TRAMA
Alex Fletcher, componente di un duo musicale di successo negli anni Ottanta, dopo lo scioglimento del gruppo è caduto nel dimenticatoio e vivacchia facendo serate per fan nostalgiche. Finché non gli capita l’opportunità di rilanciarsi scrivendo una canzone per una giovane star del momento.
RECENSIONI
La nuova commedia brillante e romantica con Hugh Grant ha due anime.
Il binario sentimentale è privo di idee e di reale interesse. È improbabile il modo in cui la sbadata giardiniera rivela un talento per i testi musicali e diviene indispensabile al protagonista. In maniera a dir poco semplicistica viene trattato il “trauma irrisolto” della ragazza, scaricata da un professore che ne ha fatto la patetica protagonista del suo romanzo di successo; una linea narrativa sfiorata e quasi abbandonata in seguito. Lo scioglimento finale di tutti i problemi è poi di una superficialità e di un’improbabilità clamorose, laddove gli amari compromessi dello show business si dileguano in nome del romanticismo.
La storia d’amore vera e propria, insomma, ha ben poco da dire.
Quel che salva invece la commedia è l’altro binario, quello che porta avanti un’accurata ed ironica satira del mondo musicale.
Questa figura di ex divo pop che tira avanti ascoltando senza fare una piega le proposte umilianti della tv spazzatura (le meteore della musica chiamate a prendersi a pugni sul piccolo schermo), racimolando tour improbabili e concertini in hotel, luna park, supermercati, ha una forza comica e satirica imprevedibile. Le sequenze in cui ripropone i suoi classici e la sua immutabile coreografia a base di “allusivi” colpi di anca, concupito da un modesto ma caldo gruppetto di ex ragazze, sono la fotografia buffa e amara delle carriere di tante fugaci star della musica e dello spettacolo in generale.
Ed il cantante dai pantaloni attillati impersonato da Hugh Grant riesce a mostrarsi al tempo stesso patetico, incline ai compromessi, eppure tutto sommato superiore a tutto questo, nella sua sorniona capacità di accettare il meccanismo per quello che è, e la sua stessa esistenza per quella che è.
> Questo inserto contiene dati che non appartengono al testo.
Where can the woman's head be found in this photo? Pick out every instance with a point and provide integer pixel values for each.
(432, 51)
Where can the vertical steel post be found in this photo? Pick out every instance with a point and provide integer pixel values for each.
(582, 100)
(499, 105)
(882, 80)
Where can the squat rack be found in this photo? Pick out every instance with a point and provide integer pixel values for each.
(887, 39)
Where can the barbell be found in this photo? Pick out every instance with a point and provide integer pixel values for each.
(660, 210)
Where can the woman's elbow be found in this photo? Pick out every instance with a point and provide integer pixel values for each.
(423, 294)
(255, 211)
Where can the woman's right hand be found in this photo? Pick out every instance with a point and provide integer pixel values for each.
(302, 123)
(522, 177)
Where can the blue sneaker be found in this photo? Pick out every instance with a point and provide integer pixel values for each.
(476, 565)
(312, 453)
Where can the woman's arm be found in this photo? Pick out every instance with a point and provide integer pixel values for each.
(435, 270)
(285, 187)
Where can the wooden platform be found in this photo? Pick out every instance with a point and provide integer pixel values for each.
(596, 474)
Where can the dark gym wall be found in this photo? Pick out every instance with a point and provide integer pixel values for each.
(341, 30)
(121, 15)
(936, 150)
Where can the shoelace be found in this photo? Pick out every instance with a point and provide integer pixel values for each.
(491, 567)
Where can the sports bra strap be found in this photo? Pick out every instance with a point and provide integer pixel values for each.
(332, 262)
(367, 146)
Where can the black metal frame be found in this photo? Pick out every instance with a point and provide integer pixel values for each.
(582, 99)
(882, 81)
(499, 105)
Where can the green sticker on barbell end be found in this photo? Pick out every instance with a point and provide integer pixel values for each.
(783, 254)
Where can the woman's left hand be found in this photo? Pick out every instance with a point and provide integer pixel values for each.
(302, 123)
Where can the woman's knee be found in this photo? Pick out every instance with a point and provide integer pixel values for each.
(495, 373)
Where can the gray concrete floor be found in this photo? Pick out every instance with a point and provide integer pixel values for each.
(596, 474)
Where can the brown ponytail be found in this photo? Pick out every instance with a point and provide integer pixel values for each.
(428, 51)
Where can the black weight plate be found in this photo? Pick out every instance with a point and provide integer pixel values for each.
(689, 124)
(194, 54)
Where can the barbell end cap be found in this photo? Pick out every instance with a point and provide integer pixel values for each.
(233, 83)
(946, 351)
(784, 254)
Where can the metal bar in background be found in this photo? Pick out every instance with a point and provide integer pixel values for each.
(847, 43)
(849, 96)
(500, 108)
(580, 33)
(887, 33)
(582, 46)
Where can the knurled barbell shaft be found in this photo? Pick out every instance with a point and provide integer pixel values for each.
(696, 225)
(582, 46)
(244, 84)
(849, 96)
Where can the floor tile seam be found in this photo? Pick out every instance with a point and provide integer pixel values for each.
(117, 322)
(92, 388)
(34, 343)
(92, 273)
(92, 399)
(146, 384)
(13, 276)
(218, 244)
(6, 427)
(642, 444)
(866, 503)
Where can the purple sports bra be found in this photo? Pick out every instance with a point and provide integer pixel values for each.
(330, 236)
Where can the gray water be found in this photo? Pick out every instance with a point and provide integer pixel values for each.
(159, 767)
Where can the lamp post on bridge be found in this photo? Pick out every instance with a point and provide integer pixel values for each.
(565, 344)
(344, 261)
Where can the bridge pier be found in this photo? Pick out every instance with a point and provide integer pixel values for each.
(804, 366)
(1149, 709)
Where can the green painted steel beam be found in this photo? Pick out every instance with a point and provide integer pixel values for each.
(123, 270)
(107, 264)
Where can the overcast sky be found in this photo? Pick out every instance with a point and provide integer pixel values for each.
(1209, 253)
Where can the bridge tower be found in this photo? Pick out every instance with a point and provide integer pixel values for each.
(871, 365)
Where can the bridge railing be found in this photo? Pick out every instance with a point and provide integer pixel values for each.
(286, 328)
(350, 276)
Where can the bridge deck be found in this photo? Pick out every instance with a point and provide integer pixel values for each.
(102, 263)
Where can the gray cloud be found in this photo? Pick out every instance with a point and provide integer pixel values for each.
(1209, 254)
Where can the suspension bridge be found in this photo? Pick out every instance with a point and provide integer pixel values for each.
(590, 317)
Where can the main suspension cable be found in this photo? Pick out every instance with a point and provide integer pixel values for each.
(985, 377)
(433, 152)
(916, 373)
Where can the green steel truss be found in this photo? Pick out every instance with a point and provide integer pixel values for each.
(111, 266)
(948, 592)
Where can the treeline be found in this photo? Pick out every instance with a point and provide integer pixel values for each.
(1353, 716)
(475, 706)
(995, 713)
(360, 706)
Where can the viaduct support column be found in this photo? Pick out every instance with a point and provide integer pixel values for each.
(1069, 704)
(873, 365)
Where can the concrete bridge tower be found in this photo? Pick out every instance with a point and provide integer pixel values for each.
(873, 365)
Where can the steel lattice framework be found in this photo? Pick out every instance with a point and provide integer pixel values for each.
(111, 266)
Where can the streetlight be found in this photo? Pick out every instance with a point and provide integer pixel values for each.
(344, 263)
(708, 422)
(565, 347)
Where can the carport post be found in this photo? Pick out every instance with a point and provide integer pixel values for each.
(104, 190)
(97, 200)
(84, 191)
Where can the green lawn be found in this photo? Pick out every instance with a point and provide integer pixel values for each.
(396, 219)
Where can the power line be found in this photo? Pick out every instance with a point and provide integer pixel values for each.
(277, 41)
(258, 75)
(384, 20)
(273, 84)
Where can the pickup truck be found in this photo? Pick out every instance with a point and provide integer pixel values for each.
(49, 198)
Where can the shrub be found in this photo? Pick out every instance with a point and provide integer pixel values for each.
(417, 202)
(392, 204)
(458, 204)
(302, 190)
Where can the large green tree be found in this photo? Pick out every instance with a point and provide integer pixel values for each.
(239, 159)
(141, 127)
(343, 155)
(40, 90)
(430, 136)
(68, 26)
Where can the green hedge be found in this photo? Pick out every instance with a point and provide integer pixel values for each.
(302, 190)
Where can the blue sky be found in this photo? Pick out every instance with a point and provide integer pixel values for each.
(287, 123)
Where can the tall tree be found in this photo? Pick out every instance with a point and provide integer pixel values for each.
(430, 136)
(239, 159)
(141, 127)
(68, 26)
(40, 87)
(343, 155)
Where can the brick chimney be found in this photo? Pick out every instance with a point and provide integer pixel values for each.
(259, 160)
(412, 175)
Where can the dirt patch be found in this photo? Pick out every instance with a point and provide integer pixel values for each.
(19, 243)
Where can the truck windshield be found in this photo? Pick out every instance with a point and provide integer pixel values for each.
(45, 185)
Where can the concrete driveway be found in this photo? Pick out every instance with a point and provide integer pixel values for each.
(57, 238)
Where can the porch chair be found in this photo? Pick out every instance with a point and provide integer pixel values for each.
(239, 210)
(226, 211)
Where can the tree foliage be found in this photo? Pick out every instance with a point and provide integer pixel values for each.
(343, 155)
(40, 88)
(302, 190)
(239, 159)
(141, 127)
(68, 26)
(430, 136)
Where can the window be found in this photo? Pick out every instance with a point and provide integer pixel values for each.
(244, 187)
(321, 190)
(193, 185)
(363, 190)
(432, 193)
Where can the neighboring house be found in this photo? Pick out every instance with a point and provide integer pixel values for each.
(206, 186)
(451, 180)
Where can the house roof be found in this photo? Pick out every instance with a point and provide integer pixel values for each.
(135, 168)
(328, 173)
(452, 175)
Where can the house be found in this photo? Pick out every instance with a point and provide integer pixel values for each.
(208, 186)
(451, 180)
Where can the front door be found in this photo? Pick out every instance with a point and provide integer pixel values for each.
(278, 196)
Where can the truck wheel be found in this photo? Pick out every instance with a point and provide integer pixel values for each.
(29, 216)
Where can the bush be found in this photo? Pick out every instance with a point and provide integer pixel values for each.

Al suo fianco un affezionato agente, compagno fedele di sfortuna e di humor.
È riuscito anche il personaggio di Cora, parodia delle cantanti adolescenti circondate da uno stuolo di servi costretti a sopportare i loro umori e la loro stupidità per beneficiare del loro successo. Lolite senza sostanza artistica che vivono di immagine, divise tra balletti e divise sexi e ridicole pose spiritual-new age. Questo capriccioso idolo di carta richiama tutte le starlette in stile Spears, Aguilera, Shakira che dominano il mercato musicale contemporaneo, imponendo anche a figure di maggior maturità e talento di inseguirne i vezzi per non ritrovarsi drammaticamente “fuori dal giro”.
Ciliegina su questa torta sono i titoli di testa del film, che mostrano il video musicale degli anni Ottanta che segnò il massimo successo del gruppo dei Pop! Perfettamente credibile nel sound, nel look dei due cantanti (un Grant con capigliatura giovanilistica e cerotti spianafaccia) e della cotonata ragazza di turno, nella demenzialità teatrale imperante, il video è in breve tempo diventato un tormentone scaricatissimo in Rete. E chi ricorda i kitschissimi anni Ottanta riconoscerà i modelli di riferimento: i Pop! fanno il verso a Wham, Duran Duran e Pet Shop Boys.
Benché continui a dirsi assolutamente negato per il canto ed il ballo, Hugh Grant non sfigura affatto nelle sue prestazioni canore (d’altra parte il soggetto non prevede che sia una grande ugola quanto sufficientemente piacione) e, forse per merito della tecnologia, riesce persino ad eseguire dignitosamente diversi brani da solo al pianoforte.
A Hugh Grant, che pure un bravo attore non è mai stato, va riconosciuto che nessuno come lui sa interpretare un certo tipo di commedia. Ha un quid, nella presenza e nello stile recitativo, che lo rende ideale per queste parti. Che si tratti dell’innamorato imbranato ed irresoluto di Quattro matrimoni e un funerale e Notting Hill o del playboy mascalzone di Bridget Jones ed About a boy, l’attore inglese sembra la prova che a volte il physique du role supplisce al limitato talento.
Drew Barrymore, cui va riconosciuta una notevole disinvoltura, sembra però destinata all’eterno ruolo di comprimaria, sempre in secondo piano e relegata alle più scioccherelle delle commedie in circolazione.
Scrivimi una canzone rientra almeno a metà nella categoria.